Les industriels du secteur viande portent un intérêt croissant à la mécanisation/robotisation des différentes opérations de traitement des viandes. Si, aujourd’hui certaines cibles de mécanisationrobotisation (désossage – découpe bovine) apparaissent dans les besoins exprimés par les entreprises, il était indispensable d’engager une démarche rationnelle pour identifier et hiérarchiser de nouvelles cibles de mécanisation-automatisation-robotisation dans l’ensemble les filières viandes.

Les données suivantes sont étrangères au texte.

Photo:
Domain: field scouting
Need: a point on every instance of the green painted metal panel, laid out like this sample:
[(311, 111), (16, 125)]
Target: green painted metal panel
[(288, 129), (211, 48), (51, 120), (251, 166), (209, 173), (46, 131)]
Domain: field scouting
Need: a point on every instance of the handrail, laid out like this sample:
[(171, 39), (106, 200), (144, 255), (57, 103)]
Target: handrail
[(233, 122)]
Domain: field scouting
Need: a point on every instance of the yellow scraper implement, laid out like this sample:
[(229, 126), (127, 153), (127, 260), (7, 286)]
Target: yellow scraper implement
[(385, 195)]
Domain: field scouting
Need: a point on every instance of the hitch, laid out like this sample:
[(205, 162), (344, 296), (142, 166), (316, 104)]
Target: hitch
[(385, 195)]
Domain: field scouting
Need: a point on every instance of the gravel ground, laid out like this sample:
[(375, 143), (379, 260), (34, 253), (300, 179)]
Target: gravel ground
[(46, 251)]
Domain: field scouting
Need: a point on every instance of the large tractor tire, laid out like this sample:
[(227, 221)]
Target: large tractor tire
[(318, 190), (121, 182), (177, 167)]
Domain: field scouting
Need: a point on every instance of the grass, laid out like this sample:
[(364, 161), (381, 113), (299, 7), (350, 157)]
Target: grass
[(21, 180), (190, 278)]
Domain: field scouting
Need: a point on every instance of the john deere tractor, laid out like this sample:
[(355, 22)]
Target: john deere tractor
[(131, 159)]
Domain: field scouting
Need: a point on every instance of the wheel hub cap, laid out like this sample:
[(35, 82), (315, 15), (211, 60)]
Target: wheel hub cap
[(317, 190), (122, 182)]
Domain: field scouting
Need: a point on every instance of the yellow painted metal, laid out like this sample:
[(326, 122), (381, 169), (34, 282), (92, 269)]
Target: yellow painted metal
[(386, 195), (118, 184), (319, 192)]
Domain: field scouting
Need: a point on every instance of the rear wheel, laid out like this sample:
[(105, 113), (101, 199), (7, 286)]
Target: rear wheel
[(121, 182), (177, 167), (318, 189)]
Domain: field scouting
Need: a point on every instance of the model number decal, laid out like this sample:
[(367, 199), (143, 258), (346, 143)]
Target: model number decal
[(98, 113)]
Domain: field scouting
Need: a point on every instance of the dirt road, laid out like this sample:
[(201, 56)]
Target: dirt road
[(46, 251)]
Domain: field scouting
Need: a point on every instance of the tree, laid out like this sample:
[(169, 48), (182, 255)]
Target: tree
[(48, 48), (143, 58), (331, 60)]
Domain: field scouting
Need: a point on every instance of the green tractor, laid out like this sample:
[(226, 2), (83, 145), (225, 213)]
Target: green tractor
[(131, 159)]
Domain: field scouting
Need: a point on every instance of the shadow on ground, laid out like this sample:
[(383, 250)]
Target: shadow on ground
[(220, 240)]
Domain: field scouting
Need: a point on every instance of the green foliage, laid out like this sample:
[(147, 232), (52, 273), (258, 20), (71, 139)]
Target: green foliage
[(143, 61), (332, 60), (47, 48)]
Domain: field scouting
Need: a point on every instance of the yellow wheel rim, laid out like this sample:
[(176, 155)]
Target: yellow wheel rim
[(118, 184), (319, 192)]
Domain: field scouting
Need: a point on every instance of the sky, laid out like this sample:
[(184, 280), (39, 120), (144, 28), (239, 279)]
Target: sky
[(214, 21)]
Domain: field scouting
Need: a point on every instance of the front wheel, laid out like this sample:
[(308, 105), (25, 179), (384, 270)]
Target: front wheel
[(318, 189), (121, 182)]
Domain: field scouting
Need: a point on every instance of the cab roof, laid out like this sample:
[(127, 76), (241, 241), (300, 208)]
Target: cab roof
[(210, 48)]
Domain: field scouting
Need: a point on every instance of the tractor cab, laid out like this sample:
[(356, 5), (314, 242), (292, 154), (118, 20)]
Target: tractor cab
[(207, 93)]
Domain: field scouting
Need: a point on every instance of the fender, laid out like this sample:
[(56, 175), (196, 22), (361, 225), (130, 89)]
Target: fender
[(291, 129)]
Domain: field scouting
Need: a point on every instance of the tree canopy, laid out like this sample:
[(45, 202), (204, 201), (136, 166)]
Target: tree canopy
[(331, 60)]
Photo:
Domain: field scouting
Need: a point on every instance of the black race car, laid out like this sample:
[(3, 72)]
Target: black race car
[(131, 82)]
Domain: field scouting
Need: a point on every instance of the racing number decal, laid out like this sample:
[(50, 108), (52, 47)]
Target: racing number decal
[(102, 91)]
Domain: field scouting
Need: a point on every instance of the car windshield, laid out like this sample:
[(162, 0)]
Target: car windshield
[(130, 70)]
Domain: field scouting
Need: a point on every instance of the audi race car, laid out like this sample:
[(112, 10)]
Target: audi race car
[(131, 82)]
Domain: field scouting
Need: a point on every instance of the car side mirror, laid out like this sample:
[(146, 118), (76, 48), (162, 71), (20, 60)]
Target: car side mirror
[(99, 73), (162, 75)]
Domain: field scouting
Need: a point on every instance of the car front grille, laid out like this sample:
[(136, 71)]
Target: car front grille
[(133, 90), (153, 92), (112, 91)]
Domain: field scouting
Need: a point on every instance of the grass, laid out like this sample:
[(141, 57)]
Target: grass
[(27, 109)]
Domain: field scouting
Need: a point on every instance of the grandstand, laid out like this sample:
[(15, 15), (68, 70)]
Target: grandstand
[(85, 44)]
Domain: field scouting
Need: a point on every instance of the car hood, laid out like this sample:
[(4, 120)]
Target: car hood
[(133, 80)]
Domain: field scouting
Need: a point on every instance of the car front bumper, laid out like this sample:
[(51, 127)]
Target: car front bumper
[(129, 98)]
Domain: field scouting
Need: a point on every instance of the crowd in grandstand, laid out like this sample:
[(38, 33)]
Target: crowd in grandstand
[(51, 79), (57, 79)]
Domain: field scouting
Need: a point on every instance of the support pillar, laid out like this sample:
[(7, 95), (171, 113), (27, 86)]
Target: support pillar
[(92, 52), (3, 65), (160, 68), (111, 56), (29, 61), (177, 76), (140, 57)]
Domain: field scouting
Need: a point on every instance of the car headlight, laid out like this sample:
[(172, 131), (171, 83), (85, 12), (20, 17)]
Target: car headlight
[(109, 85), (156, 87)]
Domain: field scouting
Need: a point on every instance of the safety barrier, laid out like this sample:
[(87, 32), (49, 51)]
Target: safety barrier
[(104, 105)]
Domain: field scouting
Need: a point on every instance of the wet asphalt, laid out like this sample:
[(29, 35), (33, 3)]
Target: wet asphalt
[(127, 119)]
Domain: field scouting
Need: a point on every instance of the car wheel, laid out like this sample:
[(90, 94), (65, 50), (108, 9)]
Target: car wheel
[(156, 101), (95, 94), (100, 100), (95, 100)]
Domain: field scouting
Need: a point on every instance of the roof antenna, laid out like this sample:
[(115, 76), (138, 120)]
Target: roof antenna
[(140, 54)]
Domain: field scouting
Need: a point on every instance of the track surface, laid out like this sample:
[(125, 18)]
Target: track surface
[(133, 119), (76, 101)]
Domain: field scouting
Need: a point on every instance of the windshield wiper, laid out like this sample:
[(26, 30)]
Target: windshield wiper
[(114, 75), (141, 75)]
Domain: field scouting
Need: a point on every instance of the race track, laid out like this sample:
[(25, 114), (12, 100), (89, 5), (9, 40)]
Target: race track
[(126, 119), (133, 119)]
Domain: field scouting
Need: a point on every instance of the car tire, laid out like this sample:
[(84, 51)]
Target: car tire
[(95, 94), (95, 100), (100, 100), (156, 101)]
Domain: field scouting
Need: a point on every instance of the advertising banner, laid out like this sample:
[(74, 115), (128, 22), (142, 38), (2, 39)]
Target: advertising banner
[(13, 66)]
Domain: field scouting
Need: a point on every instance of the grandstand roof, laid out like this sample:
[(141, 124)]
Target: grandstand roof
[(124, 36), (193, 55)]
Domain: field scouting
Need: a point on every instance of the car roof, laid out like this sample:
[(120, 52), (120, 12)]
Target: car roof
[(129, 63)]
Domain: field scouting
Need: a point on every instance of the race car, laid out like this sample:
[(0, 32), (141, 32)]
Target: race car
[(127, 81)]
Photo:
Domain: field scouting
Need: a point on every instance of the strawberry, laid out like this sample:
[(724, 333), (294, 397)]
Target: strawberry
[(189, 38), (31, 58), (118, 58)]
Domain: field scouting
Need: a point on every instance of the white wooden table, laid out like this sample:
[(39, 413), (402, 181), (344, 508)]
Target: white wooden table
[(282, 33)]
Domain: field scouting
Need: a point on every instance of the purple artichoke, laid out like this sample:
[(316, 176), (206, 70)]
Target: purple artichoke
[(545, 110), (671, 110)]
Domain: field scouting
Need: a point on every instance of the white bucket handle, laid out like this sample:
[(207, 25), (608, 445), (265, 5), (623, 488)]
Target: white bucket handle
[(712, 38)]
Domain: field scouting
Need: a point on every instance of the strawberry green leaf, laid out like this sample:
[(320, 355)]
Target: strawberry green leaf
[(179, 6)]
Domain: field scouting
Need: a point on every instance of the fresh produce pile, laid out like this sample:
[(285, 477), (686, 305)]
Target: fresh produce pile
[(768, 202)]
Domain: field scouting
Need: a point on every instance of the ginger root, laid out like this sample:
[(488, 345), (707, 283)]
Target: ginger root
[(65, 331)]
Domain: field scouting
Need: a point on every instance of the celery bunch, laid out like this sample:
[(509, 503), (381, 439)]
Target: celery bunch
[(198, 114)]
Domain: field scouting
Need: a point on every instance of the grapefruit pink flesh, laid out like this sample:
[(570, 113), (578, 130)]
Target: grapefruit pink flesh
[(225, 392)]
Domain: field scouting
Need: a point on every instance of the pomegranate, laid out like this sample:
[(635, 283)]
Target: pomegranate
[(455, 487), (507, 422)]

C’est le sens du volet (B), du projet SRD Viand labellisé pôle de compétitivité Innoviandes, conduit par l’ADIV et financé par INTERBEV et les régions Auvergne et Rhône-Alpes. Une hiérarchisation stratégique des cibles de mécanisation-automatisation-robotisation dans les filières viandes basée sur une analyse de gains socio-économique potentiels et prenant en compte les évolutions possibles des activités dans les années à venir est ainsi proposée aux professionnels du secteur.
La méthodologie employée (interrogation de professionnels, synthèse bibliographique, groupe experts) a permis de retenir des avancées technologiques en rapport avec les préoccupations des industriels mais également réalistes en termes de faisabilité technique et économique. De simples aides mécanisées ont ainsi pu être préconisées si plus pertinentes qu’une solution robotisée pour l’heure hypothétique.
Il ressort de l’étude cinq groupes d’opérations :
• Des opérations à fort potentiel global au coeur des préoccupations de toute la filière viande (surtout bovine) pour lesquelles la mécanisation automatisation-robotisation constituera une avancée technologique et économique capitale pour l’industrie carnée.
• Des opérations à fort potentiel social caractérisées par une grande technicité de l’opération, des difficultés de recrutement et un taux de maladie professionnel élevée.
• Des opérations à potentiel économique car répétitives, sans valeur ajoutée pour le produit, à faible technicité.
• Des opérations présentant peu d’intérêt économique et/ou social.
• Des opérations où MAR est difficilement concevable d’un point de vue technique et/ou économique.